In order for the user to be typing interactively and have multiple lines assigned to a single scalar string, you have to tell the user to use some special string to indicate that the multi-line input is complete and it's time for the program to move on to the next task. If I wanted to do something like this, I would probably handle it as follows:
my %email; my @parts = qw/From To Subject cc bcc body/; for my $part ( @parts ) { my $prompt = ( $part eq 'body' ) ? " (type EOT alone on a line to finish):\n" : ": "; print "Enter value for $part$prompt"; $email{$part} = <STDIN>; if ( $part ne 'body' ) { chomp $email{$part} } else { while ( $email{$part} !~ /EOT\s+$/ ) { $email{$part} .= <STDIN>; } s/EOT\s*$//; } } # add more parts to %email as you see fit (priority, port, etc) # (updated to fix logic so that chomp is applied where needed, # also fixed bad quotation mark and confusion in variable names, # and added deletion of "EOT" from $email{body})
In other words, you have to implement the equivalent of a  << HERE block for user input from STDIN.

Having said that, I have to admit that I really dislike this sort of interactive input to a perl script. It's so easy to make a mistake while typing to a script's STDIN, and so hard to allow for a mistake to be fixed once it has been made. Most of the time, the user has to interrupt the script and just start over, and unless there is a fairly good facility for line editing, copy/paste, etc (see Term::ReadLine and related modules), it may take several tries to get all the inputs right.

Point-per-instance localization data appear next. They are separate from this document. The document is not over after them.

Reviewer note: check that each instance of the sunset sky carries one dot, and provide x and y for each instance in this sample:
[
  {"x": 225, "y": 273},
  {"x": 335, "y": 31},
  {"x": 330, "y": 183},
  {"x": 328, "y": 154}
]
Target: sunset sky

It is much beetter to use the features already provided by the shell: pipes or files for multi-line input to a script, command-line args for essential parameters, and with the better shells (korn, bash) a very thorough handling of command line editing and ability to recall, modify and re-execute previous commands.

This way, the user composes their multi-line email body with a text editor of their own choosing and stores this to a plain text file; then they run your script with args on the command line to set the "from", "to", "cc", "bcc" and "subject" fields as needed, and feed the message body via a pipeline (or just have the file name as a last command line arg), to be read inside the script with  while (<>). Problems with the message body will be worked out in a standard text editor; if the user makes any mistakes with the other parameters, those are all on the command line, and the shell makes them easy to fix.